"I hope you're right, amore."
"Me too."
Livia returned with water and crackers, settling beside Valentina with the easy comfort of family.
They started discussing nursery themes while I returned to painting, half-listening to their conversation, half-monitoring for threats that might not exist.
My phone buzzed. Text from Domenico:Still tracing blocked number. Complex routing. Will have an answer soon.

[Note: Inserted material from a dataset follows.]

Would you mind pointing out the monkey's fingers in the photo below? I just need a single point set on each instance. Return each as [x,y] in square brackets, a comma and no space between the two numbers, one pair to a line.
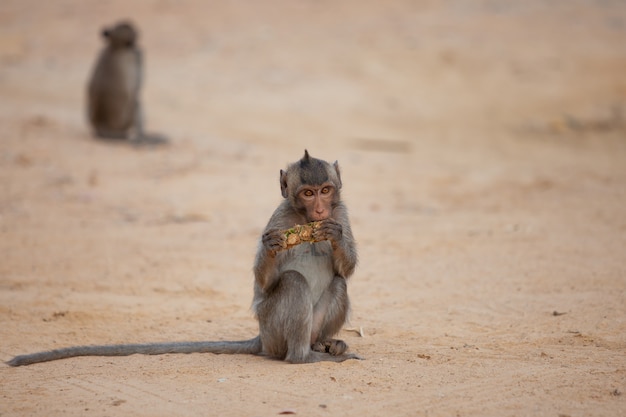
[301,233]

I slipped the phone back in my pocket, picked up my brush, and tried to ignore the cold certainty settling in my gut.
Something was wrong.
I just couldn't prove it yet.
That night, I couldn't sleep.
I lay beside Valentina listening to her breathe, watching moonlight paint shadows across the ceiling. The blocked calls nagged at me. Three calls. Brief. Hidden. Timed perfectly before Livia's appearance.
Too convenient.
Too coordinated.
My mind ran through scenarios: What if Livia was exactly who she claimed, but Marco had gotten to her? Threatened her? Offered her something she couldn't refuse? What if she'd made contact with his people not to betray us, but because she was being coerced?
Or worse: what if this was the long game? Establish trust, integrate completely, wait for the perfect moment to strike?
I looked at Valentina sleeping peacefully beside me, one hand protectively over her belly even in sleep.
If Livia were a threat and I waited too long to act, it could cost us everything.
But if I acted too soon based on paranoia alone, I'd destroy the first real family connection Valentina had found since discovering Marco's betrayal.
Impossible choice.
The kind I'd been making since the day I kicked in that motel room door.
My phone lit up on the nightstand. Text from Domenico:Blocked number traced. You need to see this. Calling in 5.
I slipped out of bed carefully, grabbed my phone, and stepped into the hallway.
Four minutes later, my phone vibrated with Domenico's call.
"Tell me," I said quietly.
"The blocked number?" His voice was grim. "It's registered to a shell company. Took serious digging, but I traced ownership back through three layers."
My jaw tightened. "And?"
"It's connected to Marco's organization. One of his money-laundering operations that's still running despite his conviction." He paused. "Alessio, Livia called a number directly connected to Valentina's father three times in the week before she appeared at your door. Each call was short—probably receiving instructions or confirming details. Or—"
"Or what?"
"Or she was being contacted by them. Receiving threats. Coerced into doing something she didn't want to do." He exhaled. "I can't tell from the records which direction the pressure was flowing. But either way, Marco's people were involved."
Everything stopped.
The peaceful domesticity. The sisterly bonding. The hope that maybe, finally, something good could come from Marco's world.